İlke olarak, kira geliri üzerinden ecrimisil belirlenmesinde, taşınmazın dava konusu ilk dönemde mevcut haliyle serbest şartlarda getirebileceği kira parası, emsal kira sözleşmeleri ile karşılaştırılarak, taşınmazın büyüklüğü, niteliği ve çevre özellikleri de nazara alınarak yöredeki rayice göre belirlenir.

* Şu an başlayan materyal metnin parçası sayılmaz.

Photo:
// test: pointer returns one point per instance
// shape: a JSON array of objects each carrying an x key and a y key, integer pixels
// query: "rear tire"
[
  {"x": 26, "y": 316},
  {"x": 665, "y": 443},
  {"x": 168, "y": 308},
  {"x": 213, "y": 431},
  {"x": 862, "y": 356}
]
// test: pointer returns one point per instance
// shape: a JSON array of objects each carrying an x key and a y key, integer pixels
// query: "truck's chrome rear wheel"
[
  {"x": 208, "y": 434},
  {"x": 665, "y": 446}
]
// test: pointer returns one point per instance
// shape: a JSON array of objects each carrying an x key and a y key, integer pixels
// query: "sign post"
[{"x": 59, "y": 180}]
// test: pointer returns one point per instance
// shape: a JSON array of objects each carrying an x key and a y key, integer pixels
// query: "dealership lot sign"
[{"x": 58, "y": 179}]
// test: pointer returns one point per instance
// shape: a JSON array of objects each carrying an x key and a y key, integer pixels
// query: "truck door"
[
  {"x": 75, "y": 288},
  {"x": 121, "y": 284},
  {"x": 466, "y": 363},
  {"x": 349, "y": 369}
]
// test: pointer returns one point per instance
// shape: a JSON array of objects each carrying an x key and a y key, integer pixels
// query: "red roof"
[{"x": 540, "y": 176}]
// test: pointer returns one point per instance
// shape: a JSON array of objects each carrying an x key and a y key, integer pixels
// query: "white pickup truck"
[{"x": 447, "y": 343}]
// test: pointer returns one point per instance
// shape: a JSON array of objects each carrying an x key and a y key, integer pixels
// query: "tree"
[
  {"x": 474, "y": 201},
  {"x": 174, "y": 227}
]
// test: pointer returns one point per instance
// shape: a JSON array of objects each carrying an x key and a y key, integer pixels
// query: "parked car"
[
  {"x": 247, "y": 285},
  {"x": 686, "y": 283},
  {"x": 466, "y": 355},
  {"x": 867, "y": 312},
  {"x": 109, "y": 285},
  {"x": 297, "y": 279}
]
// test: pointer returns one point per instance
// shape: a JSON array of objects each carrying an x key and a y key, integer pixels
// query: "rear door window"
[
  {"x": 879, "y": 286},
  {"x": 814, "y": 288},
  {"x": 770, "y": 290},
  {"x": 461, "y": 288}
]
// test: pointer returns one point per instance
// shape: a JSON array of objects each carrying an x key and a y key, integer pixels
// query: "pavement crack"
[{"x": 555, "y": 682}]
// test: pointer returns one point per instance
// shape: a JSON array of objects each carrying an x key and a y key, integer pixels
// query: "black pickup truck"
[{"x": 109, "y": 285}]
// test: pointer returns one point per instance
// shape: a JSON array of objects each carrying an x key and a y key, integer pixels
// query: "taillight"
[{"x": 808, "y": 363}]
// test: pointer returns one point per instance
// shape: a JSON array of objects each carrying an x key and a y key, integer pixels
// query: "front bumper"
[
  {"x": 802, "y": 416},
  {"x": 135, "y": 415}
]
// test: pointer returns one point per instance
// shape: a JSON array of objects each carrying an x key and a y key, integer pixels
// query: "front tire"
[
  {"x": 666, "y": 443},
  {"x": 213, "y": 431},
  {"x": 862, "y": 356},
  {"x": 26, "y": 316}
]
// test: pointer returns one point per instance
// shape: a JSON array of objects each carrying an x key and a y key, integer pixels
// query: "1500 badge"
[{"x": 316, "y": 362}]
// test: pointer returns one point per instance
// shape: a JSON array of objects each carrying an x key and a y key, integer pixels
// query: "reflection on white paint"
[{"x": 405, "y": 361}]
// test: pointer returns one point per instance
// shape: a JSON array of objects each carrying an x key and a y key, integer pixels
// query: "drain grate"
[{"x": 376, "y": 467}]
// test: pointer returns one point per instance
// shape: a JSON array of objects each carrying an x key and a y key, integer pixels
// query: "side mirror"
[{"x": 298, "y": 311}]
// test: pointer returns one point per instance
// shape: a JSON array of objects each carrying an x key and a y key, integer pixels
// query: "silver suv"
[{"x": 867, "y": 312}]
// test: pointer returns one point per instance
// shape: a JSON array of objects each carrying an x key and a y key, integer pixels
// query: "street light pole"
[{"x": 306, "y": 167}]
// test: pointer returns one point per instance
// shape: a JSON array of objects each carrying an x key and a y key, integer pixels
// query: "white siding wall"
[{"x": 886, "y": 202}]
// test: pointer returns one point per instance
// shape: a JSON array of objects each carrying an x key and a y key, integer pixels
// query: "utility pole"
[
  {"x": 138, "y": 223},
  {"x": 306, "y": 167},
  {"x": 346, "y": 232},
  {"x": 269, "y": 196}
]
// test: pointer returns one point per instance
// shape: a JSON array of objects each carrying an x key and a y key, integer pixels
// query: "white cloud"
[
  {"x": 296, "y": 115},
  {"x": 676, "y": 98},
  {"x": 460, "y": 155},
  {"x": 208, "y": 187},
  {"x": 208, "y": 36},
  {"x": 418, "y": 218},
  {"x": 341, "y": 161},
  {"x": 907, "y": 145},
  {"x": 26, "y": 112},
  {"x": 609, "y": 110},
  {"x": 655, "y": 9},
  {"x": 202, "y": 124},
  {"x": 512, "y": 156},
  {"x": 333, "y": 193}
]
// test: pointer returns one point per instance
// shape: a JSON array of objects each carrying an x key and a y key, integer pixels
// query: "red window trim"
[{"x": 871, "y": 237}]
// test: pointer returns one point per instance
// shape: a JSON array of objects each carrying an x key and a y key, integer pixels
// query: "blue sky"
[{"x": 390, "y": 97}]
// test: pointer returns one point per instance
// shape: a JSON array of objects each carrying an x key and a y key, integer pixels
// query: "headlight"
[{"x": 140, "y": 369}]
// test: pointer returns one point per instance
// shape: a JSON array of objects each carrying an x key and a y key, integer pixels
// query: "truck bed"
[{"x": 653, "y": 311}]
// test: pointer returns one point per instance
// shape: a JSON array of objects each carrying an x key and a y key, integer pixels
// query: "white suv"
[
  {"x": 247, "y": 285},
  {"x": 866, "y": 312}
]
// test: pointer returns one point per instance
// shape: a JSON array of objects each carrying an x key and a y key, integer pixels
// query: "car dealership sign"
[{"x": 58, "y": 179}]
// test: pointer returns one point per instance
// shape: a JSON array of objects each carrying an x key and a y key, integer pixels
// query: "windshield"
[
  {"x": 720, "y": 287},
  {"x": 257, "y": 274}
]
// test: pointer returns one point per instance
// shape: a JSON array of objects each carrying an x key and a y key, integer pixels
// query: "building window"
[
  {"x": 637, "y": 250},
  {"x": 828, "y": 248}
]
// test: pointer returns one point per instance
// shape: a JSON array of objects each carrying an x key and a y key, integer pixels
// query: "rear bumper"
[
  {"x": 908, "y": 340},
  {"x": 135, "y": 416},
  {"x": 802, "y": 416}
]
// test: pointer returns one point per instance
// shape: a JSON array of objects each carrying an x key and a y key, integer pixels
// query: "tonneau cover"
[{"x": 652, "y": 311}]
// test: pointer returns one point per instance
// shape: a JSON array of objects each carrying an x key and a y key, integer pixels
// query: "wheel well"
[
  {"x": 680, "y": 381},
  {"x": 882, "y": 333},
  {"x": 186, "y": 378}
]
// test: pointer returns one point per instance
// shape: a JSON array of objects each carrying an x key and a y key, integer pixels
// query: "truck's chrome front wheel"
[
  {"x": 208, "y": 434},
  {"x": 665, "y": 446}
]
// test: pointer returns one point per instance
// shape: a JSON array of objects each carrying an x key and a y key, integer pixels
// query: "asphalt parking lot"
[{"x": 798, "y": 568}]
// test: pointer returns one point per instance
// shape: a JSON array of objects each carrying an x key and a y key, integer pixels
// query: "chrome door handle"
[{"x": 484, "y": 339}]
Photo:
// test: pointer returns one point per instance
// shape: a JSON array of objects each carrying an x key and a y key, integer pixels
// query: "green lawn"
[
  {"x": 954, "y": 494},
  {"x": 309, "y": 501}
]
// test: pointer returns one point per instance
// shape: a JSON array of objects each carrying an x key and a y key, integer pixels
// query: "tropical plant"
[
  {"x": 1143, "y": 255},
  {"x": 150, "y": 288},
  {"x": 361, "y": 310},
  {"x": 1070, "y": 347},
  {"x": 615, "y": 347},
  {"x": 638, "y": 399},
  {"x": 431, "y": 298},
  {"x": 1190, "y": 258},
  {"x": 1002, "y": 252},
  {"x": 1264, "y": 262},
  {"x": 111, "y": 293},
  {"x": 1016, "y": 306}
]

Sonraki dönemler için ecrimisil değeri ise ilk dönem için belirlenen miktara ÜFE artış oranının tamamının yansıtılması suretiyle bulunacak miktardan az olmamak üzere takdir edilir.
Somut olayda, davacının mülkiyet durumu gözetilmediği gibi, yukarıda açıklanan ilke ve olgulara uygun bir ecrisimil hesabı yapıldığını da söyleyebilme olanağı yoktur.
Hâl böyle olunca, davacının maliki olduğu 26713 ada 7 ve 8 parsel sayılı taşınmazlardaki davalının haklı ve geçerli bir nedeni olmaksızın kullandığı yerler bakımından ve son durum çap (tapu) kayıtları dikkate alınmak suretiyle, yukarıda açıklanan ilke ve olgulara uygun olacak şekilde uzman bilirkişi heyetinden ecrimisil hesabı yapılması, davalının ödediği miktarın mahsup edilmesi, ondan sonra hasıl olacak sonuca göre bir karar verilmesi gerekirken yanılgılı değerlendirme ile kapanan kayıtlar üzerinden tespit edilen ecrimisilin hüküm altına alınmış olması doğru olmadığı gibi, ıslah ile davacının faiz talebi olmadığı halde hükmedilen ecrilmisile dava tarihinden itibaren faize karar verilmesi de isabetsizdir.
Davalının bu yönlere değinen temyiz itirazları yerindedir. Kabulü ile hükmün (6100 Sayılı Yasanın geçici 3. maddesi yollaması ile) 1086 sayılı HUMK’un 428. maddesi gereğince BOZULMASINA, alınan peşin harcın temyiz edene geri verilmesine, 04.02.2016 tarihinde oybirliğiyle karar verildi.